Fixed issue causing an unnecessary assertion on some AVX2 cross-lane shuffles.

ab edited edge metadata.Jun 22 2016, 3:12 PM

Code LGTM, but I'm not sure I have a clear picture; questions inline.

lib/Target/X86/X86ISelLowering.cpp
96–1

This looks like independent goodness; maybe extract that out?

test/CodeGen/X86/vector-shuffle-128-v2.ll
2

I'm surprised by this and other changes; isn't the combine for shuffle chains? (it does look better for folding though; just trying to understand)

test/CodeGen/X86/vector-shuffle-128-v4.ll
3

In particular, this looks slightly more expensive according to Agner's Intel tables (for the folded variants)

RKSimon updated this revision to Diff 61699.Jun 23 2016, 10:54 AM
RKSimon edited edge metadata.

Updated to prefer binary shuffle (unpck mainly) over permutes - although this will prevent some folding its shouldn't affect register pressure. We don't handle i32 unpcks as pshufd typically has similar performance. The other changes you see from unary shuffle (e.g. movddup to pshufd) are typically because the target shuffle combine is a bit more ruthless at looking through bitcasts, hopefully reducing domain stalls.

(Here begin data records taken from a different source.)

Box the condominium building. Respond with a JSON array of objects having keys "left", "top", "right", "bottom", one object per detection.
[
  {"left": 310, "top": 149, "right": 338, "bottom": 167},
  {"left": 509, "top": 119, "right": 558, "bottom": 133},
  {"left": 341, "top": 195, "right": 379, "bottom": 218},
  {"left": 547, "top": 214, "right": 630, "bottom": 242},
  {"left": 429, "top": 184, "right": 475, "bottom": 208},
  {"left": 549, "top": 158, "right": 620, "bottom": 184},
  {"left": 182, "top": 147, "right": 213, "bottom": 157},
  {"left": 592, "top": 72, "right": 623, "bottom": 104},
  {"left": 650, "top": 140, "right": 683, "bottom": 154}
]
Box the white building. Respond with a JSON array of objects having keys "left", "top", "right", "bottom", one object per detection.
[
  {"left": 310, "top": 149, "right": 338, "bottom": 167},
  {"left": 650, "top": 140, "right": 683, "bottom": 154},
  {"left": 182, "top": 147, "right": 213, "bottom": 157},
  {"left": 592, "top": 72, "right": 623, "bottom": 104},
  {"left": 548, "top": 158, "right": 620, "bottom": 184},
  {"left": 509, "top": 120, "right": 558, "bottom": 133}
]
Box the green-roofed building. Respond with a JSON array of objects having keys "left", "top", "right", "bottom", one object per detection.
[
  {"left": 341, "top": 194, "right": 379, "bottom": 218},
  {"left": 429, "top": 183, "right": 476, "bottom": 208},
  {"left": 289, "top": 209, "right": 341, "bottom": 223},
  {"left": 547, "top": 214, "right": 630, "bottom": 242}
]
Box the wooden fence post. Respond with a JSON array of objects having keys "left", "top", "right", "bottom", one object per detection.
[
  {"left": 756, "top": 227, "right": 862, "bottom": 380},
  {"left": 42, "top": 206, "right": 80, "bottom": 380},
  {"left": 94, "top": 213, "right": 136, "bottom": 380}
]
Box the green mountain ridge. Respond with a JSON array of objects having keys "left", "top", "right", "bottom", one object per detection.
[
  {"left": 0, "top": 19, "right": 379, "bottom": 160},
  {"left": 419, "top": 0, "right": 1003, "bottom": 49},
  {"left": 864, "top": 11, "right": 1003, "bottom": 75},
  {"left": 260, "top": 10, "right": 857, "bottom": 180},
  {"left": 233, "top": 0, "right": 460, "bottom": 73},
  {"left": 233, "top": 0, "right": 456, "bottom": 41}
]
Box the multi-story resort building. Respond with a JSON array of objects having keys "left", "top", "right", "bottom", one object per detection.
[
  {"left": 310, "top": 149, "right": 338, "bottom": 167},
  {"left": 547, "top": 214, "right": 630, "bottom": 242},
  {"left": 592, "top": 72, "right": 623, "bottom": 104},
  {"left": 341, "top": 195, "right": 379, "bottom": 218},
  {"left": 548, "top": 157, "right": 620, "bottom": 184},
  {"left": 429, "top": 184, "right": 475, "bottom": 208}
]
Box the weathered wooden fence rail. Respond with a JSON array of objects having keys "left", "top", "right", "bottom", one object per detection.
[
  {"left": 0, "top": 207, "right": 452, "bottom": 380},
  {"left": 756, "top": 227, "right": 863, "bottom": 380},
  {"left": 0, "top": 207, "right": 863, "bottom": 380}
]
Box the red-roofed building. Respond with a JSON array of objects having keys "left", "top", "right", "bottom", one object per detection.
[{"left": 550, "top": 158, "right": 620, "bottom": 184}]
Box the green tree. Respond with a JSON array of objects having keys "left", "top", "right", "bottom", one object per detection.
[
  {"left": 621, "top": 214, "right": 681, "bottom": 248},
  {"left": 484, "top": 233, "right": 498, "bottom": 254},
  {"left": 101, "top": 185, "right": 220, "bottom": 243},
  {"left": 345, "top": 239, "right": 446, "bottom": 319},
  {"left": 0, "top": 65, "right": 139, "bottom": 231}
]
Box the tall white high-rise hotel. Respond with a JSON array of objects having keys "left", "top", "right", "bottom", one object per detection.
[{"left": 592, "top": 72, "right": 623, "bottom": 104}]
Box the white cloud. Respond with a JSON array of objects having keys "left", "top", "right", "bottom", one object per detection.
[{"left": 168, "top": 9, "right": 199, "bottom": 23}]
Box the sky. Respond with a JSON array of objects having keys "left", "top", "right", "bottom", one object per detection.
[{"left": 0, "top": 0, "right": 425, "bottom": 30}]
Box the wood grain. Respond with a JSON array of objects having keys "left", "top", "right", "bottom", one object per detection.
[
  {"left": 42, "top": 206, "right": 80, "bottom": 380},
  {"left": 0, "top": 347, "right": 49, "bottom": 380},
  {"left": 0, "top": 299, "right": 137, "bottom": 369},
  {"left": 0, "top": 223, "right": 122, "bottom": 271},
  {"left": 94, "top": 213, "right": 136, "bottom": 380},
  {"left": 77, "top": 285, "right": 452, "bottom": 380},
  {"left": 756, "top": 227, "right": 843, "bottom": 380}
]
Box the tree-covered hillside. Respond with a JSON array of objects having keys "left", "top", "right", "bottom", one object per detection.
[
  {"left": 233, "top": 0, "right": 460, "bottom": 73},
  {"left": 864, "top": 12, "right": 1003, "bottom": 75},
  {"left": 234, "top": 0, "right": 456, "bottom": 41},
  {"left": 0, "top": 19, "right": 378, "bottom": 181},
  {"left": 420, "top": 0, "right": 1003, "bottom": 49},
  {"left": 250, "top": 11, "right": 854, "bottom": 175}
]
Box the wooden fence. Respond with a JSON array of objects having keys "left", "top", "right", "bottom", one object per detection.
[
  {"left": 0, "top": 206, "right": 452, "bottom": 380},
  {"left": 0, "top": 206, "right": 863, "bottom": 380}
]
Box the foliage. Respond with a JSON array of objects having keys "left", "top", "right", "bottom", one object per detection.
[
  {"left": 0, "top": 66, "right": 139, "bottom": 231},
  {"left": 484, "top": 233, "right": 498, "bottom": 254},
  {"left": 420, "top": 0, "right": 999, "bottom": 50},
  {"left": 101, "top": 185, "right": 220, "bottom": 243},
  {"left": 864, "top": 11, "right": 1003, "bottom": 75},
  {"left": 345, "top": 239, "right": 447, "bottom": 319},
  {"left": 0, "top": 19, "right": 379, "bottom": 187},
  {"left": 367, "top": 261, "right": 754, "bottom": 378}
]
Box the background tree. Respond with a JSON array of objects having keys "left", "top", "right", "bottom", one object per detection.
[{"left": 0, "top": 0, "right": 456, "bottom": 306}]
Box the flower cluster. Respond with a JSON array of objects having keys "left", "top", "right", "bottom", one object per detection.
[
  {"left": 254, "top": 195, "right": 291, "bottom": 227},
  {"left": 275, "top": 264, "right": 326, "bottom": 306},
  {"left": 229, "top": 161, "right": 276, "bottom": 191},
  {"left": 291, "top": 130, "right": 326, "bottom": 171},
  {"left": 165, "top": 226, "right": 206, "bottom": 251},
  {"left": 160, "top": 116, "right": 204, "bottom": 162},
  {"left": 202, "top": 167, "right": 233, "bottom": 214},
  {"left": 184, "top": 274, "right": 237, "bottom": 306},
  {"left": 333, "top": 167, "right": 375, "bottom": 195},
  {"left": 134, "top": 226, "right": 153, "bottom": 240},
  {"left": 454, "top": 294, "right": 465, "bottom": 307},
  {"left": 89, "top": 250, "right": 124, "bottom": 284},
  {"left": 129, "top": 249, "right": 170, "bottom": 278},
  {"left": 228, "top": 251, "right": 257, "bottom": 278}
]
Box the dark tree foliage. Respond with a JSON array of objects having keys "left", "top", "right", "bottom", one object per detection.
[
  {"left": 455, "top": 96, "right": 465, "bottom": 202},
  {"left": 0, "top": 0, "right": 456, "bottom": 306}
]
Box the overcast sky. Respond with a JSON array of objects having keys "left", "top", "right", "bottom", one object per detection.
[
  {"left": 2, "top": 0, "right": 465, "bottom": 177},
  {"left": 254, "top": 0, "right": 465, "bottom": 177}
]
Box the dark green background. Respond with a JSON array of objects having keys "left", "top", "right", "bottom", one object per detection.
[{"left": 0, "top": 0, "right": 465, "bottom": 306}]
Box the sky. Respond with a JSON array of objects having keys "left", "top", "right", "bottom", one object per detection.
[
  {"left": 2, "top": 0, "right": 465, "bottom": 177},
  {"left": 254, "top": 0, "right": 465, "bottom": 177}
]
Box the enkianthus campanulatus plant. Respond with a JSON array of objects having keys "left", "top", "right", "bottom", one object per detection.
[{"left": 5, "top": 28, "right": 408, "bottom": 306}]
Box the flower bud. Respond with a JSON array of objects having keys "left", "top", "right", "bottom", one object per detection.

RKSimon added inline comments.Jun 23 2016, 10:56 AM
lib/Target/X86/X86ISelLowering.cpp
24576–24578

I can't separate this easily - annoyingly this is only of use once we add support for permutes in this patch, and without it we see regressions with this patch.

ab added a comment.Jun 24 2016, 1:50 PM

Updated to prefer binary shuffle (unpck mainly) over permutes - although this will prevent some folding its shouldn't affect register pressure.

The permutes are indeed better because they either enable folding, or have similar performance to the binary shuffles (at least on the recent Intel CPUs I look at). If there's no other reason, revert to the previous patch? That one LGTM.
Very sorry I wasn't clear; was just curious!

We don't handle i32 unpcks as pshufd typically has similar performance. The other changes you see from unary shuffle (e.g. movddup to pshufd) are typically because the target shuffle combine is a bit more ruthless at looking through bitcasts, hopefully reducing domain stalls.

Sounds good, thanks!

test/CodeGen/X86/vector-shuffle-128-v2.ll
0

Extra NOTE

RKSimon updated this revision to Diff 61963.Jun 27 2016, 7:25 AM

Updated based on Ahmed's comments. OK to commit?

ab accepted this revision.Jun 27 2016, 8:09 AM
ab edited edge metadata.

Yup yup, LGTM; thanks again.

This revision is now accepted and ready to land.Jun 27 2016, 8:09 AM
This revision was automatically updated to reflect the committed changes.